Burke no doubt won the gratitude of the winners, who each received a tax-free $80,000, but he also earned the hearts and minds of the audience - an assembly of publishing-industry players - when he affirmed the importance of literature as “a reminder of what is important to a nation”. Burke announced the winners in six categories:

Fiction
Questions of Travel by Michelle de Kretser

Poetry
Jam Tree Gully by John Kinsella

Non-fiction
The Australian Moment by George Megalogenis

Prize for Australian history
Farewell, dear people by Ross McMullin

Young adult fiction
Fog a Dox by Bruce Pascoe

Children’s fiction
Red by Libby Gleeson

Future Awards, Burke said, should include the categories of playwriting and screenwriting.

In his introductory remarks he said that he had spent “a lot of time reading and studying and thinking about” all of the shortlisted titles, especially the winning titles.

But John Kinsella’s collection of poems, Jam Tree Gully, seemed to be a particular favourite. Burke, who takes time out of every day to read a poem aloud, quoted one of Kinsella’s poems called “Sacred Kingfisher and Trough Filled with Water Pumped from Deep Underground”, which frames the intelligence of a bird that reads a coffin-like trough as a container for “dead water / from deep in the earth”. The judges described the collection “as an extraordinarily attentive chronicle” to life in the wheat belt of Western Australia:

Referencing Thoreau’s wish, in Walden, to “live deliberately”, Kinsella’s poems offer keen observations of animal life (wild, feral and domesticated), landscape, weather, and the social life of Australian country towns and the small properties that encircle them.

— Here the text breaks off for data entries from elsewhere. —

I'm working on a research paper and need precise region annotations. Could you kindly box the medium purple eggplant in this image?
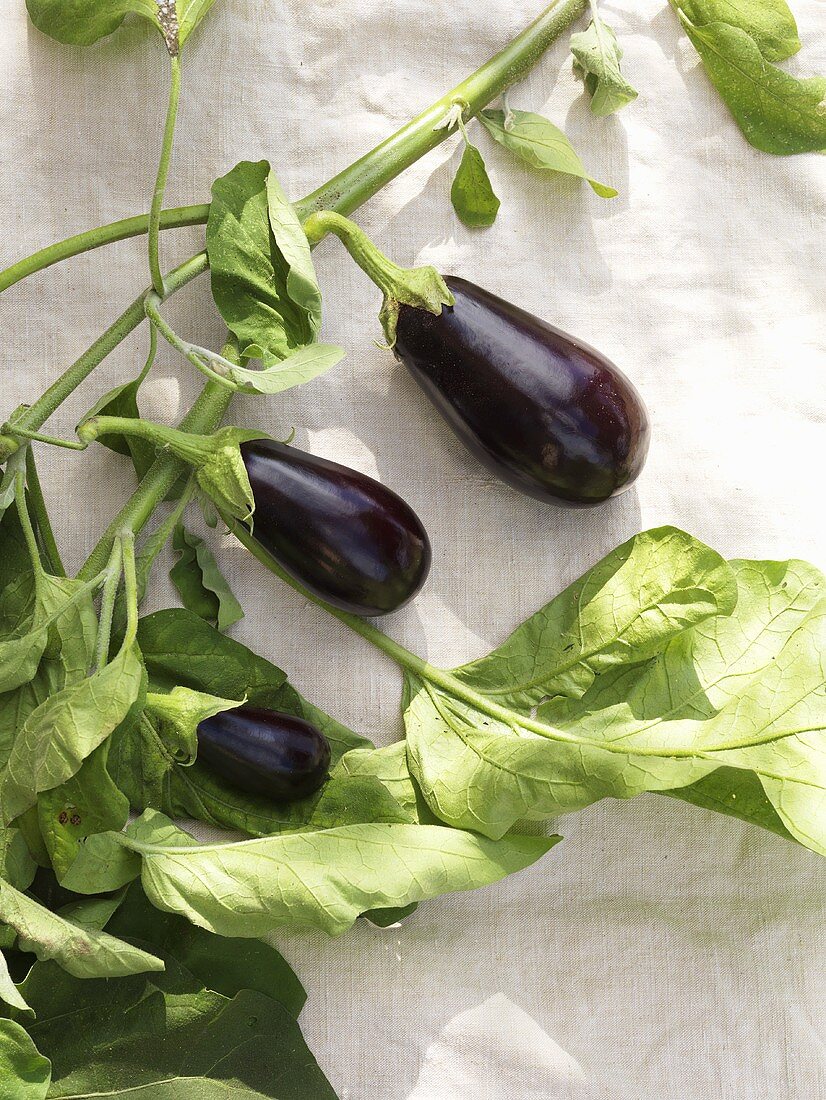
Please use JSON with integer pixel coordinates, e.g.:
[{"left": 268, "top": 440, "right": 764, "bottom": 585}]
[
  {"left": 241, "top": 439, "right": 431, "bottom": 615},
  {"left": 395, "top": 278, "right": 650, "bottom": 506},
  {"left": 198, "top": 706, "right": 330, "bottom": 802}
]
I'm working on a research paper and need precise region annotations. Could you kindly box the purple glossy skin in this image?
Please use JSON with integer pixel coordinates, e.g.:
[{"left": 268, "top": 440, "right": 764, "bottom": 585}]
[
  {"left": 198, "top": 706, "right": 330, "bottom": 802},
  {"left": 241, "top": 439, "right": 431, "bottom": 616},
  {"left": 395, "top": 278, "right": 650, "bottom": 506}
]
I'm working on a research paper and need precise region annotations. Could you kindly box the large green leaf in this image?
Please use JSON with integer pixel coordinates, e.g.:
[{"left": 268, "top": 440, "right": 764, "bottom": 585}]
[
  {"left": 0, "top": 645, "right": 143, "bottom": 822},
  {"left": 478, "top": 110, "right": 617, "bottom": 199},
  {"left": 454, "top": 527, "right": 737, "bottom": 714},
  {"left": 66, "top": 811, "right": 559, "bottom": 936},
  {"left": 540, "top": 561, "right": 826, "bottom": 855},
  {"left": 0, "top": 875, "right": 163, "bottom": 981},
  {"left": 672, "top": 0, "right": 801, "bottom": 62},
  {"left": 169, "top": 524, "right": 244, "bottom": 630},
  {"left": 0, "top": 1020, "right": 52, "bottom": 1100},
  {"left": 26, "top": 0, "right": 214, "bottom": 53},
  {"left": 450, "top": 138, "right": 502, "bottom": 229},
  {"left": 680, "top": 10, "right": 826, "bottom": 155},
  {"left": 405, "top": 532, "right": 826, "bottom": 850},
  {"left": 207, "top": 161, "right": 321, "bottom": 366},
  {"left": 107, "top": 882, "right": 307, "bottom": 1020},
  {"left": 571, "top": 11, "right": 638, "bottom": 117},
  {"left": 137, "top": 608, "right": 372, "bottom": 762},
  {"left": 15, "top": 957, "right": 335, "bottom": 1100}
]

In his acceptance speech, Kinsella - who has written more than 20 books of poems and is known for his environmental ethics - urged people to observe “the small changes in the environment, which are actually massive.”

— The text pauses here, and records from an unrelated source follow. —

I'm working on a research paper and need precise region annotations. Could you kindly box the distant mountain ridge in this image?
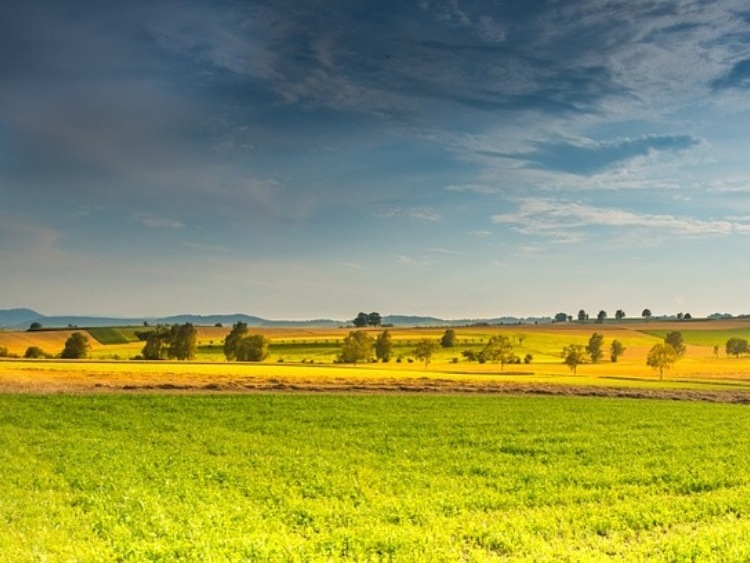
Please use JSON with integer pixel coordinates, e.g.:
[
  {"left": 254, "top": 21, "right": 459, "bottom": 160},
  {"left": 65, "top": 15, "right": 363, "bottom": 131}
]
[{"left": 0, "top": 308, "right": 552, "bottom": 330}]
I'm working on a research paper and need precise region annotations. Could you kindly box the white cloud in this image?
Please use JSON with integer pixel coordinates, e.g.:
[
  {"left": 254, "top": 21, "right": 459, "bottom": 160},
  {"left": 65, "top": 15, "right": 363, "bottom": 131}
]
[
  {"left": 377, "top": 207, "right": 443, "bottom": 221},
  {"left": 135, "top": 213, "right": 185, "bottom": 230},
  {"left": 492, "top": 199, "right": 750, "bottom": 240}
]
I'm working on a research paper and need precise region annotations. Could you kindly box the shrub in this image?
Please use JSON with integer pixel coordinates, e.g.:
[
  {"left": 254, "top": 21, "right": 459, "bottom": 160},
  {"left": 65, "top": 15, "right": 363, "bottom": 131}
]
[{"left": 23, "top": 346, "right": 48, "bottom": 359}]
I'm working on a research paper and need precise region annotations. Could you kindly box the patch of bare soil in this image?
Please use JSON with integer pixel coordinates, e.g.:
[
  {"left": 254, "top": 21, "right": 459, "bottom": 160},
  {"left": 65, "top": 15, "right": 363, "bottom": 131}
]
[{"left": 91, "top": 378, "right": 750, "bottom": 404}]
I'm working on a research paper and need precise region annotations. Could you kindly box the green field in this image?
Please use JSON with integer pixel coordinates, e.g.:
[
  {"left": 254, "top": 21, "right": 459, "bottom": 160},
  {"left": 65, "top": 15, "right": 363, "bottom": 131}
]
[{"left": 0, "top": 395, "right": 750, "bottom": 562}]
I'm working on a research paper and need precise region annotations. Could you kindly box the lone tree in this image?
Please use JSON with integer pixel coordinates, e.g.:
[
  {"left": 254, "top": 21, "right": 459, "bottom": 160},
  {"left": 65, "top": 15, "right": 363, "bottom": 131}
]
[
  {"left": 586, "top": 332, "right": 604, "bottom": 364},
  {"left": 367, "top": 311, "right": 383, "bottom": 326},
  {"left": 234, "top": 334, "right": 269, "bottom": 362},
  {"left": 138, "top": 323, "right": 198, "bottom": 360},
  {"left": 224, "top": 321, "right": 247, "bottom": 362},
  {"left": 413, "top": 338, "right": 440, "bottom": 369},
  {"left": 440, "top": 328, "right": 456, "bottom": 348},
  {"left": 664, "top": 330, "right": 686, "bottom": 358},
  {"left": 60, "top": 332, "right": 91, "bottom": 360},
  {"left": 375, "top": 330, "right": 393, "bottom": 363},
  {"left": 23, "top": 346, "right": 47, "bottom": 359},
  {"left": 481, "top": 334, "right": 516, "bottom": 370},
  {"left": 352, "top": 311, "right": 369, "bottom": 328},
  {"left": 716, "top": 336, "right": 750, "bottom": 358},
  {"left": 338, "top": 330, "right": 375, "bottom": 364},
  {"left": 609, "top": 340, "right": 625, "bottom": 364},
  {"left": 352, "top": 311, "right": 383, "bottom": 328},
  {"left": 561, "top": 344, "right": 585, "bottom": 375},
  {"left": 646, "top": 342, "right": 677, "bottom": 379},
  {"left": 137, "top": 326, "right": 169, "bottom": 360}
]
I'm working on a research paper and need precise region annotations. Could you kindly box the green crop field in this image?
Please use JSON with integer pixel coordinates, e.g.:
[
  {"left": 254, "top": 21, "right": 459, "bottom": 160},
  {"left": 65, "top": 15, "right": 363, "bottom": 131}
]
[
  {"left": 0, "top": 394, "right": 750, "bottom": 562},
  {"left": 86, "top": 327, "right": 132, "bottom": 344}
]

“My work,” he said, “is not an instruction. It is a plea to look around.”

Kinsella was not the only writer to use the platform to send a message. Michelle de Kretser used her acceptance speech not simply to thank Kevin Rudd for bestowing the nation’s richest literary prize upon her, but also to attack him for his “callous and shameful” asylum-seeker policy.

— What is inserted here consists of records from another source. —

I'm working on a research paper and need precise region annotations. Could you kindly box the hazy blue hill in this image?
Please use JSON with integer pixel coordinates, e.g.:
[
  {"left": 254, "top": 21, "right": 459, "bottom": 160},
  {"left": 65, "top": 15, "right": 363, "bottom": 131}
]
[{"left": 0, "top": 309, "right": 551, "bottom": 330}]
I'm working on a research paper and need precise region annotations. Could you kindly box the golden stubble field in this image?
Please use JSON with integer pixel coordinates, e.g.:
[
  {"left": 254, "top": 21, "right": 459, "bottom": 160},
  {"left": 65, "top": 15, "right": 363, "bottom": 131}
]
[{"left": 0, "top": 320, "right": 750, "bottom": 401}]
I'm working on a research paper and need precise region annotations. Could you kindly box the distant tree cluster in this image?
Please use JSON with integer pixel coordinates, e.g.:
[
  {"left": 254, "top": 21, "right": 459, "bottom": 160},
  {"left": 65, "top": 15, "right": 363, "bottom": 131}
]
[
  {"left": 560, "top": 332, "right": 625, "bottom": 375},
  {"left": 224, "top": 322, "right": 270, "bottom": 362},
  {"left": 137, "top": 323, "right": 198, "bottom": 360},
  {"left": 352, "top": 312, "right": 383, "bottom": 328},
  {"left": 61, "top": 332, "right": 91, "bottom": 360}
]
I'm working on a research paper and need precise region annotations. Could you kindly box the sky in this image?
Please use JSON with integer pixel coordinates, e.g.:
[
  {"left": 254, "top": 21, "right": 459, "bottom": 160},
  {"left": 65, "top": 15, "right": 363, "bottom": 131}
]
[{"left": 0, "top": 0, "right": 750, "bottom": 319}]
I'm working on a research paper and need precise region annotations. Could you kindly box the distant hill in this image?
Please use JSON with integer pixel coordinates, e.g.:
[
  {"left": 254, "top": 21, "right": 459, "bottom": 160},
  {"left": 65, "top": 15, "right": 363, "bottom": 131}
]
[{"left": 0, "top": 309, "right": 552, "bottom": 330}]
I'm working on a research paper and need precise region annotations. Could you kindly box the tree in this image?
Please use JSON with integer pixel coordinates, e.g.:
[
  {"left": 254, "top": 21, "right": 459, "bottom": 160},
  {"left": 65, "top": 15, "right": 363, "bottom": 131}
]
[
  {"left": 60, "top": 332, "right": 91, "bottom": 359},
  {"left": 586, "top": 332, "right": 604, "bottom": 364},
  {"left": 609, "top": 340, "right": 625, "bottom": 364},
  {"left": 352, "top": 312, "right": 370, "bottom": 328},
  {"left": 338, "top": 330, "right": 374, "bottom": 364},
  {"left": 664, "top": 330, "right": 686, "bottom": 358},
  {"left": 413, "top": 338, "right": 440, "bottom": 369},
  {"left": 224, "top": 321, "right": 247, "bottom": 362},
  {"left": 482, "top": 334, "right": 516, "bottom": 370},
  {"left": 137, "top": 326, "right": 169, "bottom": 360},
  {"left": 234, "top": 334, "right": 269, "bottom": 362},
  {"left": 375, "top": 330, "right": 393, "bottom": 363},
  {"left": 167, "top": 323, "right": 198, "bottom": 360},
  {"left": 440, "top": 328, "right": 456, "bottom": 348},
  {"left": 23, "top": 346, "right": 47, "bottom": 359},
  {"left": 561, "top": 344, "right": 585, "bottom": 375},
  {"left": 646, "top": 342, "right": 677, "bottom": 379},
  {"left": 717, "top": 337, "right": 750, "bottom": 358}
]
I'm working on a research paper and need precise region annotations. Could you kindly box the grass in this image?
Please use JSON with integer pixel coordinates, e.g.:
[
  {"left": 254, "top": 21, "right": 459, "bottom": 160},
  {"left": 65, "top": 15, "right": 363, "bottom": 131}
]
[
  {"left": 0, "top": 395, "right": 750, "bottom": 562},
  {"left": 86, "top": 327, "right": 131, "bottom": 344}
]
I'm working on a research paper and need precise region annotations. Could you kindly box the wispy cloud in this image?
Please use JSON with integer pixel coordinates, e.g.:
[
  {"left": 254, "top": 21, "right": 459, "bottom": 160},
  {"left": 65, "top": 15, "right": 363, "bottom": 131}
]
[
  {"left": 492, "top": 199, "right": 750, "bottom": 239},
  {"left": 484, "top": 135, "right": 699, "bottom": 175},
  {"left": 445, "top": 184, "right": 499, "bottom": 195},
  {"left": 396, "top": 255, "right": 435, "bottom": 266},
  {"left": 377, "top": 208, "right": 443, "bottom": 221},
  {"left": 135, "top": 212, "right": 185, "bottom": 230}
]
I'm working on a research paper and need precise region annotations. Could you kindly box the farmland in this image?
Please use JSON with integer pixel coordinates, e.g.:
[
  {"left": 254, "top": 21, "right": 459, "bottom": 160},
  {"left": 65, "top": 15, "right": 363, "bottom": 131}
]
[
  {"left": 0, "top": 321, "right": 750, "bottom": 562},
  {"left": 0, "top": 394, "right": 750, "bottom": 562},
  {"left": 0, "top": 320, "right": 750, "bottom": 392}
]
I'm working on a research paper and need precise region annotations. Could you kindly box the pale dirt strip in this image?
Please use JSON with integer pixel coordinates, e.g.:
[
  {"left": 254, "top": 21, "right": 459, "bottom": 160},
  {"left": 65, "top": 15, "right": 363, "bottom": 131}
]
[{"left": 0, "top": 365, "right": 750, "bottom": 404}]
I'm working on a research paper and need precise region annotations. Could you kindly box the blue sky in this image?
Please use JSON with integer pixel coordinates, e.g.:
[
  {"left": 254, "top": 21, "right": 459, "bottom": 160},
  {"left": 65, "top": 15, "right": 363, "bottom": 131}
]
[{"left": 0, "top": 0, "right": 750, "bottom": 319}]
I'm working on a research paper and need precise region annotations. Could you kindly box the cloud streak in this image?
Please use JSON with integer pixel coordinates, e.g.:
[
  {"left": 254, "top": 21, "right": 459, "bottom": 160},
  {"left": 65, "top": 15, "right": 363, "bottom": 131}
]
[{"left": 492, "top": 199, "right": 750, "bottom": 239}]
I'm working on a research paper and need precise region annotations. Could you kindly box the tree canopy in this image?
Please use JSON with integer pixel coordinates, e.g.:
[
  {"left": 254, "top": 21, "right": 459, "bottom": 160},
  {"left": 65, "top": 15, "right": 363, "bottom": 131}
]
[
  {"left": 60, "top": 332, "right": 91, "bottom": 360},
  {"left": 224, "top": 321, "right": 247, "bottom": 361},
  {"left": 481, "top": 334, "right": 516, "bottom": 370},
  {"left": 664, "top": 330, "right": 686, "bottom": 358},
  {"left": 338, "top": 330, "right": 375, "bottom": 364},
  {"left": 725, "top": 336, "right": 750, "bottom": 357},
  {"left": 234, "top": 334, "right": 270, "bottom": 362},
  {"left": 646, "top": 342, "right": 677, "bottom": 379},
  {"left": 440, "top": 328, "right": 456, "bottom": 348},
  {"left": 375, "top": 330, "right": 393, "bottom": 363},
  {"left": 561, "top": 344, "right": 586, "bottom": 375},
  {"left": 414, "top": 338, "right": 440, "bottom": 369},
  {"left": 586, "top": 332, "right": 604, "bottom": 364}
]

De Kretser’s novel, Questions of Travel, which also won the Miles Franklin earlier this year, interweaves the narratives of two travellers: Laura, a discontented Australian tourist, and Ravi, a Sri Lankan refugee. The judges commented:

As they crisscross the world and each others’ paths, never quite escaping the ties of home, de Kretser’s novel assembles an array of encounters and experiences for each of her travellers to raise questions that are droll, piquant, satirical, sometimes devastating.

Deploying a quotation from Franz Kafka, de Kretser argued that literature should be “an axe to break the frozen sea within us.” With Tony Burke standing at her side, she concluded her speech with an anaphoric address to her benefactor: “Mr Rudd, I hope you read my book. I hope it makes you smile. I hope it makes you think. I hope it breaks your heart.”

After the ceremony several people remarked that they had thought de Kretser was building to a refusal of the prize or perhaps an avowal to donate the money to charity. “You have given me $80,000 and I have given you a book,” she had said, suggesting an imbalance of economy.

Nobody in their right mind would deny de Kretser the opportunity to express her views, and many will be grateful that she did. But bad press offers little incentive for politicians to keep literary prizes in the budget.

Prizes that are not bestowed in perpetuity (as is the Miles Franklin and other philanthropic prizes) can be cancelled in an afternoon, as we saw in 2012 when the Newman Government cancelled the Queensland Premier’s Literary Awards, in part to save costs but more likely in dark response to the 2011 shortlisting of David Hicks’s autobiography, Guantanamo: My Journey, which caused furious commentary in conservative circles.

May we hope that whomever is Prime Minister following the 7 September election will continue to uphold the importance of literature in building the nation’s imagination.